The Visdom service to start. The Visdom Service available in ProActive Cloud Automation is used by default. (default="http://models.activeeon.com/pca/visdom")

String

instance_name

The instance name of the server to use to broadcast visualization

String (default="visdom-server-1")

How to use this task: This task can be connected to Visdom_Client_Example. Visualize, then, stop the Visdom Service.

This task will immediately stop the service.
Visdom_Terminate_Service_Until_Validation

Task Overview: wait for the validation of the job by the user to stop and remove the Visdom Server.

Task Variables:

Table 23. Visdom_Terminate_Service_Until_Validation_Task variables

Variable name

Description

Type

service_model

The Visdom service to start. The Visdom Service available in ProActive Cloud Automation is used by default.

String (default= "http://models.activeeon.com/pca/visdom")

instance_name

The instance name of the server to use to broadcast visualization

String (default="visdom-server-1")

How to use this task: This task can be connected to Visdom_Client_Example. Visualize, then, stop the Visdom Service.

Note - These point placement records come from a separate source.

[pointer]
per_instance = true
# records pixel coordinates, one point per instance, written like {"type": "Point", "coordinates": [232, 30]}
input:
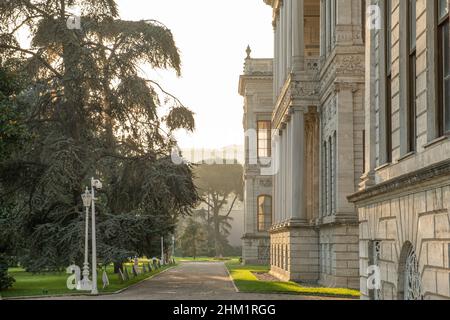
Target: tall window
{"type": "Point", "coordinates": [388, 103]}
{"type": "Point", "coordinates": [330, 176]}
{"type": "Point", "coordinates": [411, 105]}
{"type": "Point", "coordinates": [264, 139]}
{"type": "Point", "coordinates": [443, 67]}
{"type": "Point", "coordinates": [264, 213]}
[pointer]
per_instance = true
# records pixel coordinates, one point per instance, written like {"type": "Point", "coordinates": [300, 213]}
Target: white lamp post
{"type": "Point", "coordinates": [173, 246]}
{"type": "Point", "coordinates": [95, 184]}
{"type": "Point", "coordinates": [162, 250]}
{"type": "Point", "coordinates": [85, 282]}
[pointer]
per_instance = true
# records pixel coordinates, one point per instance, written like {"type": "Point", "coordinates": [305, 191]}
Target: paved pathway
{"type": "Point", "coordinates": [190, 281]}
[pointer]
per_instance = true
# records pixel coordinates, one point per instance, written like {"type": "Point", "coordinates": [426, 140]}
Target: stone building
{"type": "Point", "coordinates": [318, 116]}
{"type": "Point", "coordinates": [404, 197]}
{"type": "Point", "coordinates": [255, 86]}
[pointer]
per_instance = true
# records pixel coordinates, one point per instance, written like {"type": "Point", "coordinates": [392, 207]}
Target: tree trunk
{"type": "Point", "coordinates": [117, 266]}
{"type": "Point", "coordinates": [217, 234]}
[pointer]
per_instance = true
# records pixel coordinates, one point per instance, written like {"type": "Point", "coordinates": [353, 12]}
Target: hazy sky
{"type": "Point", "coordinates": [212, 36]}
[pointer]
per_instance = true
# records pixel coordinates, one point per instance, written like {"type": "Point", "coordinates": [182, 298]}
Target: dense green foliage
{"type": "Point", "coordinates": [220, 186]}
{"type": "Point", "coordinates": [89, 112]}
{"type": "Point", "coordinates": [193, 241]}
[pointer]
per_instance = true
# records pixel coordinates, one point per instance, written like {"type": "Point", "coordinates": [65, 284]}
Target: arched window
{"type": "Point", "coordinates": [409, 278]}
{"type": "Point", "coordinates": [443, 67]}
{"type": "Point", "coordinates": [264, 213]}
{"type": "Point", "coordinates": [411, 107]}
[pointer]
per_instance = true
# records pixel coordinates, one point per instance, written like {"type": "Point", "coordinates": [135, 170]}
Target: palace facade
{"type": "Point", "coordinates": [404, 197]}
{"type": "Point", "coordinates": [360, 122]}
{"type": "Point", "coordinates": [255, 86]}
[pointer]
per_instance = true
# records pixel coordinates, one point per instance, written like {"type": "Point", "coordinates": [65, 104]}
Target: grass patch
{"type": "Point", "coordinates": [204, 259]}
{"type": "Point", "coordinates": [54, 283]}
{"type": "Point", "coordinates": [247, 282]}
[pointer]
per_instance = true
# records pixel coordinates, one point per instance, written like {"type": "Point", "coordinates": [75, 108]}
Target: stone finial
{"type": "Point", "coordinates": [249, 51]}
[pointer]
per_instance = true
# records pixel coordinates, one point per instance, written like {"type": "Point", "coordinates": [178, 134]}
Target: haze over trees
{"type": "Point", "coordinates": [220, 186]}
{"type": "Point", "coordinates": [88, 110]}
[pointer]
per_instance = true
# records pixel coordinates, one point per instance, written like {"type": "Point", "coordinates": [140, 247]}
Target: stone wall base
{"type": "Point", "coordinates": [339, 256]}
{"type": "Point", "coordinates": [255, 251]}
{"type": "Point", "coordinates": [295, 254]}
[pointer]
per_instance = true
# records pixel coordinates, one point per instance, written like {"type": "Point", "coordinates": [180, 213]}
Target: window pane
{"type": "Point", "coordinates": [388, 35]}
{"type": "Point", "coordinates": [447, 105]}
{"type": "Point", "coordinates": [446, 74]}
{"type": "Point", "coordinates": [264, 139]}
{"type": "Point", "coordinates": [443, 8]}
{"type": "Point", "coordinates": [412, 23]}
{"type": "Point", "coordinates": [446, 48]}
{"type": "Point", "coordinates": [264, 213]}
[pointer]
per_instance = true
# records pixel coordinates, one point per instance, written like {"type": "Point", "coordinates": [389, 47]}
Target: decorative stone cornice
{"type": "Point", "coordinates": [428, 174]}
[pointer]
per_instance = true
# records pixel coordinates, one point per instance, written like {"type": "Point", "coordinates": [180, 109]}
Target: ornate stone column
{"type": "Point", "coordinates": [368, 179]}
{"type": "Point", "coordinates": [298, 164]}
{"type": "Point", "coordinates": [282, 175]}
{"type": "Point", "coordinates": [298, 35]}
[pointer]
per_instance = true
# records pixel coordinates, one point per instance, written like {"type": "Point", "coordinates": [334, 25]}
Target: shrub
{"type": "Point", "coordinates": [6, 281]}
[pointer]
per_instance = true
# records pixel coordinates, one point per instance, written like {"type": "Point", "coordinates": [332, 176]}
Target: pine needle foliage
{"type": "Point", "coordinates": [91, 111]}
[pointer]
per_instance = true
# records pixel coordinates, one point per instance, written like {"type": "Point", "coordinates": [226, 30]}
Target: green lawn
{"type": "Point", "coordinates": [28, 284]}
{"type": "Point", "coordinates": [246, 281]}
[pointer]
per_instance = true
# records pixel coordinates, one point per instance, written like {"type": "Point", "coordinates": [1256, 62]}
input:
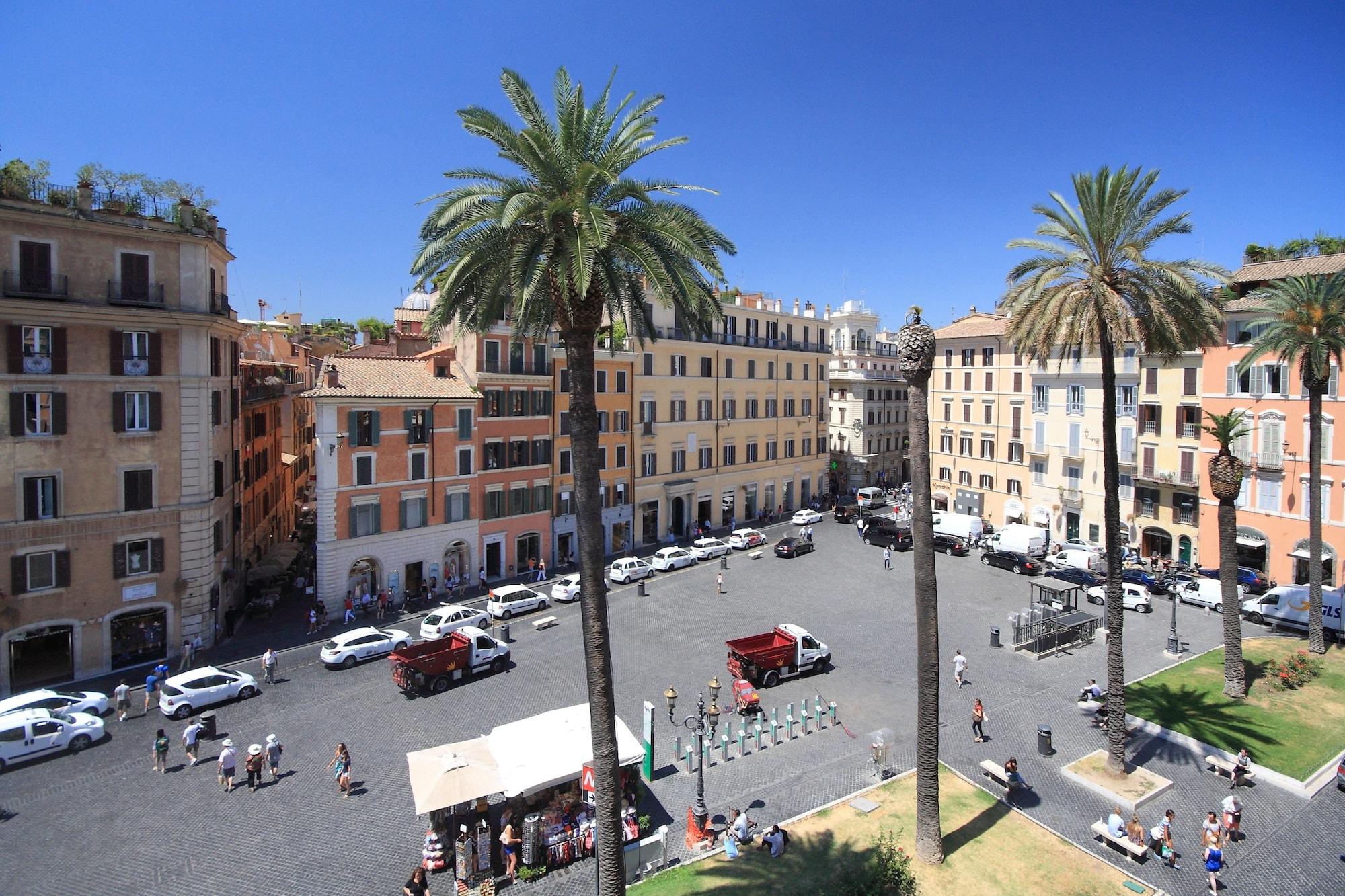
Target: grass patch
{"type": "Point", "coordinates": [1295, 732]}
{"type": "Point", "coordinates": [989, 849]}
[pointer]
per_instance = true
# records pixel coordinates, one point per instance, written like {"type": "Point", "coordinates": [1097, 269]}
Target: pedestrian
{"type": "Point", "coordinates": [255, 763]}
{"type": "Point", "coordinates": [161, 752]}
{"type": "Point", "coordinates": [123, 693]}
{"type": "Point", "coordinates": [227, 763]}
{"type": "Point", "coordinates": [341, 770]}
{"type": "Point", "coordinates": [275, 749]}
{"type": "Point", "coordinates": [192, 740]}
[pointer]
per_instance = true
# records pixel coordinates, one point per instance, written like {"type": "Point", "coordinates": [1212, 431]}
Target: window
{"type": "Point", "coordinates": [138, 489]}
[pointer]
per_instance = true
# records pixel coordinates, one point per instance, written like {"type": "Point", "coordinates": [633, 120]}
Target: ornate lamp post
{"type": "Point", "coordinates": [703, 724]}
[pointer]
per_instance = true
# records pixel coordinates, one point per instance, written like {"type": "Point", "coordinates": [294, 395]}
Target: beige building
{"type": "Point", "coordinates": [118, 513]}
{"type": "Point", "coordinates": [732, 423]}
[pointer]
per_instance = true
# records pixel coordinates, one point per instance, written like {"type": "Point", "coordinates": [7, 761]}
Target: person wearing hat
{"type": "Point", "coordinates": [227, 763]}
{"type": "Point", "coordinates": [274, 749]}
{"type": "Point", "coordinates": [255, 763]}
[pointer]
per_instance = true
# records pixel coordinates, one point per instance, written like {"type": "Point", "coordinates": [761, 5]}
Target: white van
{"type": "Point", "coordinates": [872, 498]}
{"type": "Point", "coordinates": [966, 526]}
{"type": "Point", "coordinates": [1288, 606]}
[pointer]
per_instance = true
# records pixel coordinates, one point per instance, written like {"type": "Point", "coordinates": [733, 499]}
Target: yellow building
{"type": "Point", "coordinates": [734, 423]}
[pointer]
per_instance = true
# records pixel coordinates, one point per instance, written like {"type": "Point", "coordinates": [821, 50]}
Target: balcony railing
{"type": "Point", "coordinates": [24, 284]}
{"type": "Point", "coordinates": [135, 294]}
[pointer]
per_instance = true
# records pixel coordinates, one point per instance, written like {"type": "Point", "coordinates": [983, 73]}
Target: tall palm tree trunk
{"type": "Point", "coordinates": [1316, 638]}
{"type": "Point", "coordinates": [1235, 673]}
{"type": "Point", "coordinates": [598, 651]}
{"type": "Point", "coordinates": [929, 825]}
{"type": "Point", "coordinates": [1116, 603]}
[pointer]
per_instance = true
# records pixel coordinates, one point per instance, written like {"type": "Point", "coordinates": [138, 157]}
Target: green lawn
{"type": "Point", "coordinates": [989, 850]}
{"type": "Point", "coordinates": [1295, 732]}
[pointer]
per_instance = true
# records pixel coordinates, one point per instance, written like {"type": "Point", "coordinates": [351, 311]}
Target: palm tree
{"type": "Point", "coordinates": [915, 354]}
{"type": "Point", "coordinates": [1093, 284]}
{"type": "Point", "coordinates": [1226, 482]}
{"type": "Point", "coordinates": [1305, 322]}
{"type": "Point", "coordinates": [571, 243]}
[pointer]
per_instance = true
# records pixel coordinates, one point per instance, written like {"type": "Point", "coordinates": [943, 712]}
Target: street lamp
{"type": "Point", "coordinates": [703, 724]}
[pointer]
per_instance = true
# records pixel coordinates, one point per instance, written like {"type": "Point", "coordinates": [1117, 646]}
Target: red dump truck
{"type": "Point", "coordinates": [434, 665]}
{"type": "Point", "coordinates": [782, 653]}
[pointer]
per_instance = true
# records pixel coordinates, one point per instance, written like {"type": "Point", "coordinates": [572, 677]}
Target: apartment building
{"type": "Point", "coordinates": [1270, 396]}
{"type": "Point", "coordinates": [734, 421]}
{"type": "Point", "coordinates": [978, 421]}
{"type": "Point", "coordinates": [122, 372]}
{"type": "Point", "coordinates": [615, 397]}
{"type": "Point", "coordinates": [867, 421]}
{"type": "Point", "coordinates": [399, 498]}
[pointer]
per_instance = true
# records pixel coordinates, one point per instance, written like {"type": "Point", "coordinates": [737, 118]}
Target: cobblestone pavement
{"type": "Point", "coordinates": [131, 831]}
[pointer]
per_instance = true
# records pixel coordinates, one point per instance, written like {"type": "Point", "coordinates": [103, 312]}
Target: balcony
{"type": "Point", "coordinates": [41, 286]}
{"type": "Point", "coordinates": [127, 292]}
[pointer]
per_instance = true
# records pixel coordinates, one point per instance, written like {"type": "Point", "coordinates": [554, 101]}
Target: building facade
{"type": "Point", "coordinates": [122, 373]}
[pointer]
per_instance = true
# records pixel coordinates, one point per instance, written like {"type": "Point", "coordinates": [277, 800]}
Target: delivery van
{"type": "Point", "coordinates": [1288, 606]}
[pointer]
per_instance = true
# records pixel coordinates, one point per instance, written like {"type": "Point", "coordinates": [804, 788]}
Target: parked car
{"type": "Point", "coordinates": [1020, 563]}
{"type": "Point", "coordinates": [38, 732]}
{"type": "Point", "coordinates": [508, 600]}
{"type": "Point", "coordinates": [349, 647]}
{"type": "Point", "coordinates": [746, 538]}
{"type": "Point", "coordinates": [453, 616]}
{"type": "Point", "coordinates": [627, 569]}
{"type": "Point", "coordinates": [63, 701]}
{"type": "Point", "coordinates": [793, 546]}
{"type": "Point", "coordinates": [709, 548]}
{"type": "Point", "coordinates": [1133, 598]}
{"type": "Point", "coordinates": [952, 545]}
{"type": "Point", "coordinates": [666, 559]}
{"type": "Point", "coordinates": [201, 688]}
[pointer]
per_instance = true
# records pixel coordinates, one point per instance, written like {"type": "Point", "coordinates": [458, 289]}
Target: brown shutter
{"type": "Point", "coordinates": [119, 412]}
{"type": "Point", "coordinates": [157, 352]}
{"type": "Point", "coordinates": [115, 366]}
{"type": "Point", "coordinates": [59, 413]}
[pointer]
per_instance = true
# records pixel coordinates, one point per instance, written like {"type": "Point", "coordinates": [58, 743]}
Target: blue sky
{"type": "Point", "coordinates": [861, 151]}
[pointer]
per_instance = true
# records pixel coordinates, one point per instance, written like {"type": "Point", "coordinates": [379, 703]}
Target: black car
{"type": "Point", "coordinates": [887, 536]}
{"type": "Point", "coordinates": [1075, 576]}
{"type": "Point", "coordinates": [793, 546]}
{"type": "Point", "coordinates": [950, 545]}
{"type": "Point", "coordinates": [1017, 561]}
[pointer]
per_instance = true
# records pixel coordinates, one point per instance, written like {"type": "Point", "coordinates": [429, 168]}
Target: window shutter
{"type": "Point", "coordinates": [15, 413]}
{"type": "Point", "coordinates": [157, 352]}
{"type": "Point", "coordinates": [115, 353]}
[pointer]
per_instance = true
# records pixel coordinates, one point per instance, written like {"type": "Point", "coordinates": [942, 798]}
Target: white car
{"type": "Point", "coordinates": [709, 548]}
{"type": "Point", "coordinates": [746, 538]}
{"type": "Point", "coordinates": [63, 701]}
{"type": "Point", "coordinates": [627, 569]}
{"type": "Point", "coordinates": [508, 600]}
{"type": "Point", "coordinates": [205, 686]}
{"type": "Point", "coordinates": [567, 588]}
{"type": "Point", "coordinates": [1133, 598]}
{"type": "Point", "coordinates": [451, 618]}
{"type": "Point", "coordinates": [37, 732]}
{"type": "Point", "coordinates": [668, 559]}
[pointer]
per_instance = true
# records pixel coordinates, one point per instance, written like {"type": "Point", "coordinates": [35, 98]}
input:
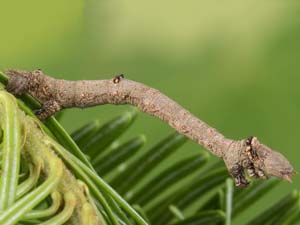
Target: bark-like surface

This task will stop the service once the user has validated this requirement using ProActive Cloud Automation portal.
Visdom_Visualize_Results

Task Overview: plot the different results obtained by a predictive model using Visdom

Task Variables:

Variable name

Description

Type

TARGETED_CLASS

The targeted class that you need to track

String

How to use this task: This task has to be connected to the Bind_or_Start_Visdom_Service Task. The Visdom server should be up in order to be able to broadcast visualizations.

6.2.2. Visdom Worflows

The following workflows present some examples using Visdom service to visualize the results obtained while training and testing some predictive models.

Visdom_Plot_Example: returns numerous examples of plots covered by Visdom.

Visdom_Realtime_Apache_Intrusion_Detection: broadcasts in real time some visualizations of the analytic results provided by the Apache log intrusion detector.

Visdom_Service_Example: evaluates in real time the performance of a simple Convolutional Neural Network (CNN) for MNIST* handwritten digit classification during the training and test processes.

A demo video of these workflows is available in ActiveEon Youtube Channel.